How can I free space on /var partition? What are the directories that I can safely delete? Thank you very much.


----------



## SirDice (Jan 4, 2011)

skoinga said:
			
		

> how can I free space on /var partition?
> What are the directories that I can safely delete?

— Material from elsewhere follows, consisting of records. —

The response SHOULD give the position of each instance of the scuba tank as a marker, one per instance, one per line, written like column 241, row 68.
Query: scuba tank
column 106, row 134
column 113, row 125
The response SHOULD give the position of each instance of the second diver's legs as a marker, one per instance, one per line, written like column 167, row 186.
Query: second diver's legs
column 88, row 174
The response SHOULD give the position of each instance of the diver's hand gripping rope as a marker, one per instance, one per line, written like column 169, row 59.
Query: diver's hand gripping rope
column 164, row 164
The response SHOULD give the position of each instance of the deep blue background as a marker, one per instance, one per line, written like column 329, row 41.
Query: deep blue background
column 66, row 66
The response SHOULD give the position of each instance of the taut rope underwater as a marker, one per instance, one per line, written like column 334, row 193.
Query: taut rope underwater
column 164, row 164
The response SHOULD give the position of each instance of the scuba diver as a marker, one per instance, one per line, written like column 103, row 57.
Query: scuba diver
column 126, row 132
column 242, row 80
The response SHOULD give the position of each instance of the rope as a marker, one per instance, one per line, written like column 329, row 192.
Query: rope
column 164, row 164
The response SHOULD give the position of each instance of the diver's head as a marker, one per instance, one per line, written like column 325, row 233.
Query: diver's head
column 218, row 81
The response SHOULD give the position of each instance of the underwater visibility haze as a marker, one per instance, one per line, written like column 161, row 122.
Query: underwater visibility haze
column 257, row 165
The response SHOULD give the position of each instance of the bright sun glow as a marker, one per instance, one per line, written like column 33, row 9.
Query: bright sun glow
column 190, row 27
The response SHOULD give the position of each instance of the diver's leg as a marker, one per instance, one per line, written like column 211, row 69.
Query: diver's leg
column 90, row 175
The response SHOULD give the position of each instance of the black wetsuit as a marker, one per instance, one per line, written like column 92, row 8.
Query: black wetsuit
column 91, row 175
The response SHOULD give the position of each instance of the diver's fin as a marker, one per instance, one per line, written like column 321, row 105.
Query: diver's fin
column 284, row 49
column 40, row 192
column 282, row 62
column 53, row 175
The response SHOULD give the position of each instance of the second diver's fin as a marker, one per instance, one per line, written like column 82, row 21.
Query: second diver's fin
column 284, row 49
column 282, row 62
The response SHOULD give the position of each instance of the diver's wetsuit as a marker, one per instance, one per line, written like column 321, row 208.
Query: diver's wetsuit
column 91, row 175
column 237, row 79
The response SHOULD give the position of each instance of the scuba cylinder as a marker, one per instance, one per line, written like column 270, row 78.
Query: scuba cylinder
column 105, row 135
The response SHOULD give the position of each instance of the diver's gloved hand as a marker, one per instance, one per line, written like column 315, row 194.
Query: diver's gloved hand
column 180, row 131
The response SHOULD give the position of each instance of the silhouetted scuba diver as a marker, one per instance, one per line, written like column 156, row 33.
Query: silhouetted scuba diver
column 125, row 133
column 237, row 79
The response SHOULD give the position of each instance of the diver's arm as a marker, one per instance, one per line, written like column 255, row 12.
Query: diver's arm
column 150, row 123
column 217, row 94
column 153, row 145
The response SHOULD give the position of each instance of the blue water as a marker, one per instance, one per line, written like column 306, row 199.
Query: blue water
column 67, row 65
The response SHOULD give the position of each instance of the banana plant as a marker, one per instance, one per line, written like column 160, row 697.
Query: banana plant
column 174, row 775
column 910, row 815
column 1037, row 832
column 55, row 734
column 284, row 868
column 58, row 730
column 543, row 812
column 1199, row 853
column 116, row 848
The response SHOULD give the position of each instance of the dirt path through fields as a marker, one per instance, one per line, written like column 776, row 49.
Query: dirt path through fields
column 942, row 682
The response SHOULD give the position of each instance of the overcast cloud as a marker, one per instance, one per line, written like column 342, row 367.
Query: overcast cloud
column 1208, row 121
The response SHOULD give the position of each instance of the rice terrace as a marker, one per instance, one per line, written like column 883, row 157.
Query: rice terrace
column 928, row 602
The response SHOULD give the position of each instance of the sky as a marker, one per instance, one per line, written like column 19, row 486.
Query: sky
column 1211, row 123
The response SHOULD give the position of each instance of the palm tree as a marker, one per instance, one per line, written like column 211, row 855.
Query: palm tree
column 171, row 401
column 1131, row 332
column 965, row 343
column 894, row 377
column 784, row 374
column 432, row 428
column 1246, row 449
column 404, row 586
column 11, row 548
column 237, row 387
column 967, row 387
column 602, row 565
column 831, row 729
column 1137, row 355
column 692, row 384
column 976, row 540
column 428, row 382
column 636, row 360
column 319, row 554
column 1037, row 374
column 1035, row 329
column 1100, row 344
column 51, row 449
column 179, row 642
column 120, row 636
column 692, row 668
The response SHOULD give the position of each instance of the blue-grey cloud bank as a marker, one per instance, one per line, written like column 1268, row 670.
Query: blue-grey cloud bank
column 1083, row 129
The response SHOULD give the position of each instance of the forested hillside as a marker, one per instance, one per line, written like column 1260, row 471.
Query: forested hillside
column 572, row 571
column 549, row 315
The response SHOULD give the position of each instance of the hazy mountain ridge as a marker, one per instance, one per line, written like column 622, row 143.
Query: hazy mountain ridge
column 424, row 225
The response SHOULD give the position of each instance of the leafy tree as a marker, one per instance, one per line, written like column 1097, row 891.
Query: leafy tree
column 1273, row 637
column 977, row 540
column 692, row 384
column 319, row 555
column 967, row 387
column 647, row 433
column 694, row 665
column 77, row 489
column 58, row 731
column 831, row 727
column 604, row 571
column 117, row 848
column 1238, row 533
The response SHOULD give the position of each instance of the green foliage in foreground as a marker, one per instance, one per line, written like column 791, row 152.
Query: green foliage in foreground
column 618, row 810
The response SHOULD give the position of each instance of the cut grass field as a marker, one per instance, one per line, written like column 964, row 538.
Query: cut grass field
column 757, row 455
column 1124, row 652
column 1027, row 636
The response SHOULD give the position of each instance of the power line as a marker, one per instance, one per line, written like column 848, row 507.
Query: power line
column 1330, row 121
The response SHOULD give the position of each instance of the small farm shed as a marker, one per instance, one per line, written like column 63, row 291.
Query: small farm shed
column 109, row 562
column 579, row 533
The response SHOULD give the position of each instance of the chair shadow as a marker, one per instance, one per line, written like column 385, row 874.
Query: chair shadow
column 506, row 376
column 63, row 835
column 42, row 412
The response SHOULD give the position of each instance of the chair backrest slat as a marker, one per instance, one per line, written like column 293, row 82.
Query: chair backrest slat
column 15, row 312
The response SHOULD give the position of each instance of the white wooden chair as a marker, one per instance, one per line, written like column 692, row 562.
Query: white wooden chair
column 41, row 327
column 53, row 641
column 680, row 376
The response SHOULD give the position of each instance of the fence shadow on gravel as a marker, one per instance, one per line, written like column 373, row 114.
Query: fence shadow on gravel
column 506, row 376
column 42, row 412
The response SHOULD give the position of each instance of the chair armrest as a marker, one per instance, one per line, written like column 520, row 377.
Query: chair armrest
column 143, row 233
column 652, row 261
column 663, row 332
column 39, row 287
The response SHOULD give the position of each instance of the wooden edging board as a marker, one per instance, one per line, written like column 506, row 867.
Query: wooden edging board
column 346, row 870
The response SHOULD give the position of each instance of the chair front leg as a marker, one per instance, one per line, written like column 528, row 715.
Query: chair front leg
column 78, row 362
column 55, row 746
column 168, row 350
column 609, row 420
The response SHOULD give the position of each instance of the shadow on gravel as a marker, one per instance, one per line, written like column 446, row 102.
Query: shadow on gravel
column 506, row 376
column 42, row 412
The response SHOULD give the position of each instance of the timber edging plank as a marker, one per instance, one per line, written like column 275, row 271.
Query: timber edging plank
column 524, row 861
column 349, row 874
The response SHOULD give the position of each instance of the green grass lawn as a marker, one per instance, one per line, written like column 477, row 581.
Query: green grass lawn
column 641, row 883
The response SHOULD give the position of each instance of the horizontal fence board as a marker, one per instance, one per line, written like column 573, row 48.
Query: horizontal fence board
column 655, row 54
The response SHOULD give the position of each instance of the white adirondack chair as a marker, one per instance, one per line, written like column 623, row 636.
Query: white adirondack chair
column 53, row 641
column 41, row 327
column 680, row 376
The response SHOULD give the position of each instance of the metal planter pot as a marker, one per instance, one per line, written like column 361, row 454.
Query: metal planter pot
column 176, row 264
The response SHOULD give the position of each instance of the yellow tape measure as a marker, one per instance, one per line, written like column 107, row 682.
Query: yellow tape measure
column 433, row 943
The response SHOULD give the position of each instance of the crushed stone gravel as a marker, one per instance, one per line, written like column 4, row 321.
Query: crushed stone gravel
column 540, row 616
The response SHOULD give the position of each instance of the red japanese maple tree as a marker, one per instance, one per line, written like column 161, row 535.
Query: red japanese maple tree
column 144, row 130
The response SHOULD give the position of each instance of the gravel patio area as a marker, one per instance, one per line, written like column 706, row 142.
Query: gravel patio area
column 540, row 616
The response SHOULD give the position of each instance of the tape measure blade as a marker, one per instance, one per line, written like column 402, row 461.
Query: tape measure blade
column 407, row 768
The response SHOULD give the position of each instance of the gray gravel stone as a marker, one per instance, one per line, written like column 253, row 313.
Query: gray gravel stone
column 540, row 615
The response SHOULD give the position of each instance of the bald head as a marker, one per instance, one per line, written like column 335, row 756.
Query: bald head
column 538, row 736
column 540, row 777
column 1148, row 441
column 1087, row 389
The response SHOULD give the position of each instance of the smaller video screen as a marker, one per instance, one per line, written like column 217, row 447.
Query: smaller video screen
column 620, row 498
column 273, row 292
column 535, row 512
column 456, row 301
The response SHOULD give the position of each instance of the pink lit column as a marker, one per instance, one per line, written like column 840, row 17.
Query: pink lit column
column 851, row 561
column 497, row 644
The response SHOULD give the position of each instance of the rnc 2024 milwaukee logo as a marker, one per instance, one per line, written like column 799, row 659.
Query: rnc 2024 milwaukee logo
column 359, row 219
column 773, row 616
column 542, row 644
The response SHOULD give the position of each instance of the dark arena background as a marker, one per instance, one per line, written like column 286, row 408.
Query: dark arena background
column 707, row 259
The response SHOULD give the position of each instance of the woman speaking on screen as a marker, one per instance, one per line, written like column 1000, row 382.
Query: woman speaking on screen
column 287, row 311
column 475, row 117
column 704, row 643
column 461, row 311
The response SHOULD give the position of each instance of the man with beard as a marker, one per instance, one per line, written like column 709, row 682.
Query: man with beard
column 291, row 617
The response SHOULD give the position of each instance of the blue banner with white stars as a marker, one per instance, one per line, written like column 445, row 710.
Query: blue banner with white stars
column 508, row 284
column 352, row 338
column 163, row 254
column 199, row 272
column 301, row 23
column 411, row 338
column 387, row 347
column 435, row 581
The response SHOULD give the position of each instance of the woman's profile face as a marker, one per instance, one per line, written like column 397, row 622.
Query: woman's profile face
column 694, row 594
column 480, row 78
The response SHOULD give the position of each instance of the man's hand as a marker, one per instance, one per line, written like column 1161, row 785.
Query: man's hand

That depends on what you have installed.

Please post the output of `#  du -sk /var/* | sort -n`


----------



## skoinga (Jan 4, 2011)

Hi, thankyou for your reply.

Here is the output:


```
2	/var/account
2	/var/audit
2	/var/empty
2	/var/games
2	/var/heimdal
2	/var/preserve
2	/var/rwho
2	/var/virusmails
4	/var/crash
4	/var/mail
4	/var/msgs
6	/var/at
14	/var/amavis
14	/var/cron
22	/var/yp
42	/var/backups
54	/var/named
74	/var/restoresymtable
88	/var/run
652	/var/spool
2784	/var/tmp
11872	/var/log
150540	/var/db
```


----------



## SirDice (Jan 4, 2011)

Alright, so most of the space is taken up by /var/db/. Just drill down until you find out what's using up your space.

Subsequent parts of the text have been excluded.